The Washington Post reports that in September, The University of Medicine & Dentistry's New Jersey hospital changed its longstanding policy that allowed nurses to opt out of participating in any step of a medical procedure based on their religious or cultural beliefs. While medical professionals employed by the hospital would still be allowed to perform specific procedures with which they disagreed, they'd no longer be allowed to excuse themselves from all steps of the procedure; that is, nurses who objected to abortions would now be required to provide pre- or post-surgical care. At the end of October, a group of nurses filed suit against University Hospital, claiming religious discrimination.
A lawyer for the hospital says that the procedures utilized in prepping patients for abortions or assisting their recovery was fairly run-of-the-mill; nurses weren't going to be required to say a Black Mass and then laugh gleefully while chanting "Huzzah for sluttery!" over the woman's fetal remains. No matter! Abortion is wrong, and thus the women receiving them don't deserve any sort of medical treatment. Twelve of the sixteen nurses who work in the hospital's same-day surgery unit have refused to participate in any stage of care for a woman terminating her pregnancy.
A judge issued a temporary restraining order barring the hospital from requiring nurses to receive training on pre- and post- abortion care, and on December 5th, a judge will hear their case. If the nurses in New Jersey are allowed to use religious or cultural beliefs as grounds to refuse to provide any care to any women terminating pregnancies, their case sets a strange precedent.
How far back could a health care provider's opposition to caring for women extend? If I had an abortion in 2007 and wanted to get a pap smear, could the nurse refuse to check my blood pressure in 2011? How about if I got in a car accident on my way home from having unprotected sex with a stranger?
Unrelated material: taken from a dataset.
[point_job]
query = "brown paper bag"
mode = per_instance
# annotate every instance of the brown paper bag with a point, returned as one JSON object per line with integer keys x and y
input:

Could an ambulance driver refuse to transport me to a hospital?
Doctors in emergency rooms have no right to refuse to provide medical care to someone who overdosed on heroin, even though heroin is illegal and many people are morally opposed to its recreational use. They have to care for drunk drivers, even though driving drunk is both illegal and a pretty universally assy thing to do. Why, then, should a hospital be forced to bend over backwards to accommodate people's religious beliefs surrounding abortion, a legal medical procedure protected by the Constitution?
One of President Obama's early acts in the Oval Office was eliminating a Bush era expansion of an existing "conscience clause" law that allowed people who worked in health care facilities— from anesthesiologists to cafeteria workers— to refuse to provide care to women terminating pregnancies, or to anyone for any moral reason. Under the Bush law, medical professionals who morally objected to contraception, abortion, or any medical procedure were also under no obligation to provide a patient with a referral to someone who would be willing to help them. The rule's reversal means that Americans, for the most part, shouldn't have to deal with their doctor's kooky morality when they want to, say, get an IUD or vaccinate their child.
Put simply, because the University Hospital nurses' job is to help patients prepare for and recover from surgery, these nurses are asking for the right to not do their jobs. On what planet is this acceptable?
If medical professionals are going to insist on the right to refuse to do things at work that they find icky, perhaps people in other industries should do the same. I'm morally opposed to mandatory annual regulatory training and the word "webinar" is against my religion. Get on it, government.